Posted November 01, 2013 - 11:08 AM


You are probably kicking it over fine enough being that you have plenty of experience. I will say however that the WR and YZ kick start technique is a bit particular compared to other bikes sometimes... especially for the older bikes. In these situations I always wish I could teleport to the persons bike and try kicking it over myself just to be sure. O.O


As I've mentioned in other threads, these bikes will flood pretty easily. SO when your kicking it over, if its been more than a good handful of tries, its possible that it is already flooding. I'll list the method I used to kick mine over just for the hell of it.
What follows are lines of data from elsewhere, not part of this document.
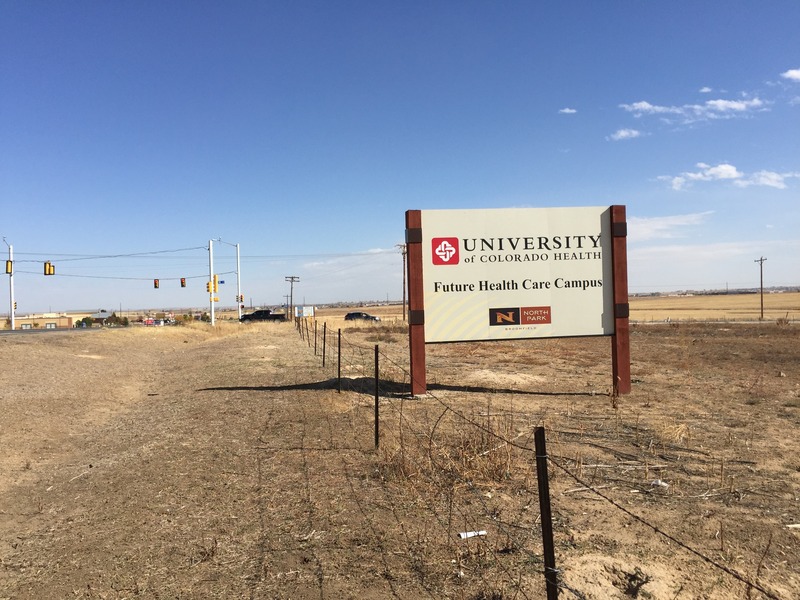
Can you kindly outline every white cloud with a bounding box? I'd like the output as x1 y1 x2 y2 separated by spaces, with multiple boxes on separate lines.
628 211 713 242
658 163 800 190
733 171 800 190
781 69 800 81
658 163 744 190
619 96 767 124
606 129 642 142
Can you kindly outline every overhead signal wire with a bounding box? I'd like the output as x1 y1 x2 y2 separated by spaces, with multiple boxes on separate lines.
16 246 208 262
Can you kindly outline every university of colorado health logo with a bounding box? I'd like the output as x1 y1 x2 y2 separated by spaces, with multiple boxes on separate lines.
431 237 458 265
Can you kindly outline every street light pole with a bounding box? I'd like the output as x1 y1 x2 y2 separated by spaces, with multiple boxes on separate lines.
208 240 215 327
753 256 767 321
286 275 300 319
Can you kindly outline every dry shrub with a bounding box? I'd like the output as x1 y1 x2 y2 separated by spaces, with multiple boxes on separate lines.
381 411 527 485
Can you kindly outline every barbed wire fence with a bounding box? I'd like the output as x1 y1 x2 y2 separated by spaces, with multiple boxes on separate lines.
296 319 783 600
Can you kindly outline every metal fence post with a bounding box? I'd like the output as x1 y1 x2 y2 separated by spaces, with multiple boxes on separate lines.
375 344 380 450
336 329 342 394
533 427 558 600
322 323 328 369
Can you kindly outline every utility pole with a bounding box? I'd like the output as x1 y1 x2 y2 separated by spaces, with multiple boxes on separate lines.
208 240 215 327
753 256 767 321
397 244 406 323
3 236 16 331
286 275 300 319
217 238 244 321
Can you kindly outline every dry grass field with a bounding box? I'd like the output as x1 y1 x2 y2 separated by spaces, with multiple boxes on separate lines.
0 294 800 600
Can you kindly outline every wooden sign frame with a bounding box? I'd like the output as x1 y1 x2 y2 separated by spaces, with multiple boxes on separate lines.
406 205 631 396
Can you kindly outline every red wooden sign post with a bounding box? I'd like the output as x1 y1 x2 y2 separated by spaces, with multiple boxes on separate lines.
406 210 428 396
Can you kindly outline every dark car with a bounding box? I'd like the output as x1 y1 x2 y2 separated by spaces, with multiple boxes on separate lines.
344 312 381 321
239 308 286 323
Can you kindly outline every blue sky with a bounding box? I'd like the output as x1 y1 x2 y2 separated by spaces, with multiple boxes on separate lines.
0 0 800 314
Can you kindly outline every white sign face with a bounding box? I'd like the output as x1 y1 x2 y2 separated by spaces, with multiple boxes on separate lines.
421 206 614 342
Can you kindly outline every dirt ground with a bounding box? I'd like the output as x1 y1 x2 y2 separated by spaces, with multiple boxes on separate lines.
0 311 800 600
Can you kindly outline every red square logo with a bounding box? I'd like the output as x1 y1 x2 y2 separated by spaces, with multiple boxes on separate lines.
431 238 458 265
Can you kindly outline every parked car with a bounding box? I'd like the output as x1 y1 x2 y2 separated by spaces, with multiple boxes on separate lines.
239 308 286 323
344 312 381 321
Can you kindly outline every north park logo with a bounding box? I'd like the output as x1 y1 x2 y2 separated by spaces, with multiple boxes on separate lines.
489 306 553 327
431 238 458 265
489 308 520 327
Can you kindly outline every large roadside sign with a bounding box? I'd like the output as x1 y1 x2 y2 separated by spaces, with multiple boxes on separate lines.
420 206 615 343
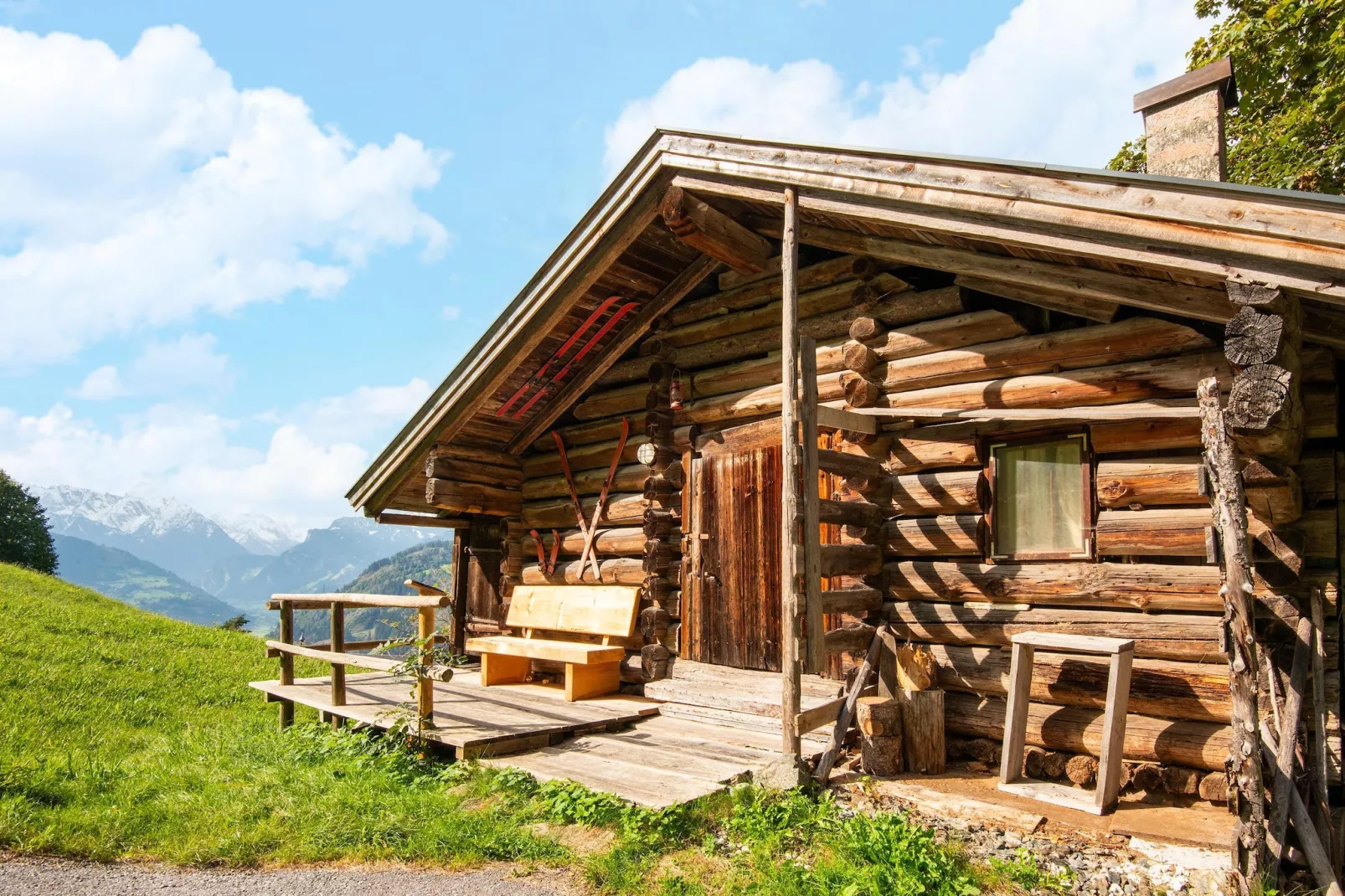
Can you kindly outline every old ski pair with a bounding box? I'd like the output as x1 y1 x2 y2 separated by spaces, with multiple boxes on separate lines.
549 417 631 583
495 296 640 420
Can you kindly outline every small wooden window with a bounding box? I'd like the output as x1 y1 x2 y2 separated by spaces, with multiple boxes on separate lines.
987 433 1092 559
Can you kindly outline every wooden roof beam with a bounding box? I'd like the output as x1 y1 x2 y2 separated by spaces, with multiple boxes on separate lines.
753 218 1345 350
662 186 770 275
672 167 1345 306
508 255 719 455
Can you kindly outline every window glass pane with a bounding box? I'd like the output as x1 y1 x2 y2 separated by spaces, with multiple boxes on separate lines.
994 439 1085 554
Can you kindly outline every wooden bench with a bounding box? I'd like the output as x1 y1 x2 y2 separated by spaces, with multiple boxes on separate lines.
999 631 1135 816
466 585 640 701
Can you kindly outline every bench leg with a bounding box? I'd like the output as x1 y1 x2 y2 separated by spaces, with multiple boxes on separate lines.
565 662 621 703
482 654 533 687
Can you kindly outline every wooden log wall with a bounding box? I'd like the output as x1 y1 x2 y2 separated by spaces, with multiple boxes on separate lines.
846 287 1341 778
492 242 1345 780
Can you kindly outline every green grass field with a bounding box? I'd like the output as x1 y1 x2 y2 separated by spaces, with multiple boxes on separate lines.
0 564 1013 896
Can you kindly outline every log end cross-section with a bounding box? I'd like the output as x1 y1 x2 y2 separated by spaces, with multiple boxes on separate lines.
662 186 770 275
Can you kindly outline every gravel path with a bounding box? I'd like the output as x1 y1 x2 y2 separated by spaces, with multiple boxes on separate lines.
0 856 575 896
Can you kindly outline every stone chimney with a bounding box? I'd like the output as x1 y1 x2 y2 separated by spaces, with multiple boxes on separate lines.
1135 56 1238 180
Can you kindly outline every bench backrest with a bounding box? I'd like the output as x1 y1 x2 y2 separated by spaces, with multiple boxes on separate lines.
504 585 640 638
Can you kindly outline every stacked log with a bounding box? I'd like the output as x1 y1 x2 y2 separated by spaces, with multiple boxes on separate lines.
1224 282 1303 463
639 364 682 681
855 697 904 778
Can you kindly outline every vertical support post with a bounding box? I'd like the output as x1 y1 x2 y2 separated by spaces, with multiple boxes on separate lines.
1309 586 1332 852
1196 377 1274 894
331 600 346 730
415 607 435 728
780 187 801 759
799 337 827 674
278 600 295 730
1097 646 1135 812
999 641 1036 785
449 528 466 657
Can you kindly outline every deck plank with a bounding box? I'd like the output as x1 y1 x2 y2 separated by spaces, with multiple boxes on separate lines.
251 672 657 756
483 716 780 809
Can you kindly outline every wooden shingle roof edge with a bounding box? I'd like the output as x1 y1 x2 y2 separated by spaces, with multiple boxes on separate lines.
347 129 1345 514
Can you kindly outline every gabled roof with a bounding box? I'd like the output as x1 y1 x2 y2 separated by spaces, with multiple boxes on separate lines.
347 131 1345 514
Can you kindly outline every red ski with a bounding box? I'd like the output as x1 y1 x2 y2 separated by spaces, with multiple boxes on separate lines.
511 301 640 420
495 296 621 417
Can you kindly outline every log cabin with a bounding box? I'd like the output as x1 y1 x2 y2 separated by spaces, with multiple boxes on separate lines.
348 64 1345 844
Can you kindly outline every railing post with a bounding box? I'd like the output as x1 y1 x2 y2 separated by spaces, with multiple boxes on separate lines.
415 607 435 728
799 337 827 674
278 600 295 730
329 591 346 730
780 187 796 761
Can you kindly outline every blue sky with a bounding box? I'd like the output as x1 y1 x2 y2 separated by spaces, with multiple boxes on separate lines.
0 0 1203 525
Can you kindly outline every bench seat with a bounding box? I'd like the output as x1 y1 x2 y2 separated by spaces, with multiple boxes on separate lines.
466 585 640 701
466 635 626 665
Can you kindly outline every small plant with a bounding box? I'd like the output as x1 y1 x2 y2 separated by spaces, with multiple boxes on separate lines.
218 614 248 631
990 847 1074 892
724 785 839 852
373 619 468 737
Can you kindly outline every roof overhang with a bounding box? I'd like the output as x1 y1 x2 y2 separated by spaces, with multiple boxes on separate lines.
347 131 1345 514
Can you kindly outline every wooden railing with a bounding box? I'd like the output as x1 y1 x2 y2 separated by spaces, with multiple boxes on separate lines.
266 579 453 729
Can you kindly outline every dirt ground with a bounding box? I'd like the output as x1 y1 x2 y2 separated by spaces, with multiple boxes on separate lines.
0 856 575 896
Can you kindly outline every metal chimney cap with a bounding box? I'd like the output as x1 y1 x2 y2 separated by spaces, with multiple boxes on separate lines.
1135 56 1238 111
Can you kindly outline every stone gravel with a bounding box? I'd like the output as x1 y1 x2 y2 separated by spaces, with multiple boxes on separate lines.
0 856 575 896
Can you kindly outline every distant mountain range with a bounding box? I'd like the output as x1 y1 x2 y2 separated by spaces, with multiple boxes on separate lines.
295 541 453 645
204 517 444 616
33 486 259 586
53 535 238 626
31 486 444 628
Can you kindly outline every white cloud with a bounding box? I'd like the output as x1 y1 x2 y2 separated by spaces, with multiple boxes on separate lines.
70 332 234 401
0 27 448 368
604 0 1203 173
70 364 128 401
0 379 429 528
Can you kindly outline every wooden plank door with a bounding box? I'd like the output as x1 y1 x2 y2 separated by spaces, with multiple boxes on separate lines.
682 421 780 672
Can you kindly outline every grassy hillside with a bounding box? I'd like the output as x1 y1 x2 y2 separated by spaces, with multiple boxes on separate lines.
0 564 995 896
0 564 564 865
53 535 238 626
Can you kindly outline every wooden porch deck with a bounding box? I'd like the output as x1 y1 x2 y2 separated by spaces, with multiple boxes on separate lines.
251 662 837 809
251 670 659 759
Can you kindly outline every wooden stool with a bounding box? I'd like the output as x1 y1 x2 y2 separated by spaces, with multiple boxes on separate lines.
999 631 1135 816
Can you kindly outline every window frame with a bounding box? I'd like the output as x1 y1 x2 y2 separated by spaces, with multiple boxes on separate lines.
985 430 1097 564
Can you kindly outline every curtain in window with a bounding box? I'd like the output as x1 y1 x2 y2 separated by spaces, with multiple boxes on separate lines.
994 439 1085 556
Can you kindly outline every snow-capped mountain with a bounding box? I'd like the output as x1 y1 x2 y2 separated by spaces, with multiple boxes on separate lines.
204 517 444 615
33 486 250 585
29 486 444 624
215 514 308 557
I'm sure your tired of seeing this crap though ^_^


1. Turn on fuel

2. Push kick start down till you feel solid thud, its pretty obvious... well you know this already.

3. Once your at the hard spot, pull the decompression lever in and push down about another inch on the kick start.

4. Let the kick start return all the way back to the top of its stroke, make sure you have let go of the decompression lever.

5. Make sure your hand is off the throttle (I put it on the brake fluid resevoir), starting from the top of the stroke, make a good solid kick all the way through the stroke all the way down until it hits the footpeg.

6. If it doesn't start, repeat the process. If it doesn't start like this within several atttempts of good solid kicking, I would say it is definitely not your technique.


Some other thoughts: IMO these bikes really don't need the choke to start even when its cold, but the coldest I ever start my bike is around 30 degrees so yeah. They also really don't need the hot start either, if they are set up properly, they should be able to start by proper kicking technique within the first few kicks... Maybe its just my bike but it will flood really quick, like after about 8-12 kicks, if your not kicking it properly, (like when someone new is trying to start it up) it will be flooded by then. So if it appears to be flooded, turn of the gas, pull decompression lever in and kick it over about 15-20 times. then turn your fuel back on and give it another go. Also I can't say I would ever suggest twisting the throttle to prime it before hand, unless maybe its in subzero temperatures... in my experience this only leads to painful kickback and hard starting.


Just my thoughts, I hope you do get it figured out though, once you get past the headache of learning to get these bikes going they sure are fun.